I'd like to know the procedure on chopping an unclosed pot with multiple all ins.
This is a hypothetical situation. Three players all in in a 1/3 game with the two small stacks chopping the pot. It's 1/3 so you can chop down to the dollar.
- Player 1 is all in for $25 and splits the pot
- Player 2 is all in for $51 and splits the pot
- Player 3 is all in for $1,000 and loses to player 1 and 2.
- Pot has $25 in it and no other player has gone all in or is involved in the hand.
- Assume player 1 is closest to the button.
This is what I think would happen but I'm not sure if it's correct.
Dealer takes $25 from each player for $75 total and chops it in half, $37 to player 1 and 2, and then giving the odd chip to player 1. Dealer then splits the main pot, giving $12 to player 1 and 2 and the odd chip to player 1.
Player 1 has won a total of $51 ($37 + $1 + $12 + $1).
The dealer would then take $26 from Player 3 and give it to
player 2 who wins a total of $75 ($37 + $12 + $26).
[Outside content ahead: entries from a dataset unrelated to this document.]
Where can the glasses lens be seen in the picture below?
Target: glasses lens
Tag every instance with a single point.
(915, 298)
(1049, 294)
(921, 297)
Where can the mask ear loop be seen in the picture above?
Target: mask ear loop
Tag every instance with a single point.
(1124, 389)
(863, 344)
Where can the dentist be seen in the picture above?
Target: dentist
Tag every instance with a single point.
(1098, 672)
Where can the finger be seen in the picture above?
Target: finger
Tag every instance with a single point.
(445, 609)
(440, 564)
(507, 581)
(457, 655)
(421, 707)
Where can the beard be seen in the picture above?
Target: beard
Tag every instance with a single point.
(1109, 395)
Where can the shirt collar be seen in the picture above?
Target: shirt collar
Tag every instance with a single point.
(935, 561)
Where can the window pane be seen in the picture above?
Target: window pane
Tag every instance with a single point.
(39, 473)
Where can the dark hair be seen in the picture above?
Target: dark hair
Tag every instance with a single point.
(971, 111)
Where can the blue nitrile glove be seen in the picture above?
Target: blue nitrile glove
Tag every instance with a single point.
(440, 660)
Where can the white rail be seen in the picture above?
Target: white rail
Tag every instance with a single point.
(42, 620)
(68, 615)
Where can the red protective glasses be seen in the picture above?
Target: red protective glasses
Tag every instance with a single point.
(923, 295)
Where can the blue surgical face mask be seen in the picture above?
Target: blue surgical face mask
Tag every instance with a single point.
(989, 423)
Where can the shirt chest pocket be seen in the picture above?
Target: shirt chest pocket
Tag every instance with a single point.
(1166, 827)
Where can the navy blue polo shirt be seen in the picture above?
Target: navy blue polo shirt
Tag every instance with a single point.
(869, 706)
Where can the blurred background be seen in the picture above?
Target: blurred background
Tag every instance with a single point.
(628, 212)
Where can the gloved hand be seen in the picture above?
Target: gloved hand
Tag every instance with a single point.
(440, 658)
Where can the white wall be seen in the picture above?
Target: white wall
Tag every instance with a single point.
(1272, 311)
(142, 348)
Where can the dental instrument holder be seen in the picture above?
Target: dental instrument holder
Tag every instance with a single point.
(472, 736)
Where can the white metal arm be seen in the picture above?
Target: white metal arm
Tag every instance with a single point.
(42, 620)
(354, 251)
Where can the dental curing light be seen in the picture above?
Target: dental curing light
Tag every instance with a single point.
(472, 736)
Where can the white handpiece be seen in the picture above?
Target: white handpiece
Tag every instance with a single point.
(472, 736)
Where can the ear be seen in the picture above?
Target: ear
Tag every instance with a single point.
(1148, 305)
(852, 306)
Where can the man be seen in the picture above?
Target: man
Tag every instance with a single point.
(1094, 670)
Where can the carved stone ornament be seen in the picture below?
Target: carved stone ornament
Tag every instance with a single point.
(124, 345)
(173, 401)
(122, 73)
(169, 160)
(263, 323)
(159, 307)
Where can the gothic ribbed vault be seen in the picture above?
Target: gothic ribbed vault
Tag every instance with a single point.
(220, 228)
or would it happen this way:
Dealer takes $25 from each player and combines it with the main pot for a total of $100. Dealer gives
$50 to player 1 and $50 to player 2. Dealer then takes $26 from player and gives it to
player 2 who now has won $76 ($50 + $26).
I know it's
only a difference of a dollar but the first example gives player 1 an extra dollar because he got two odd chips.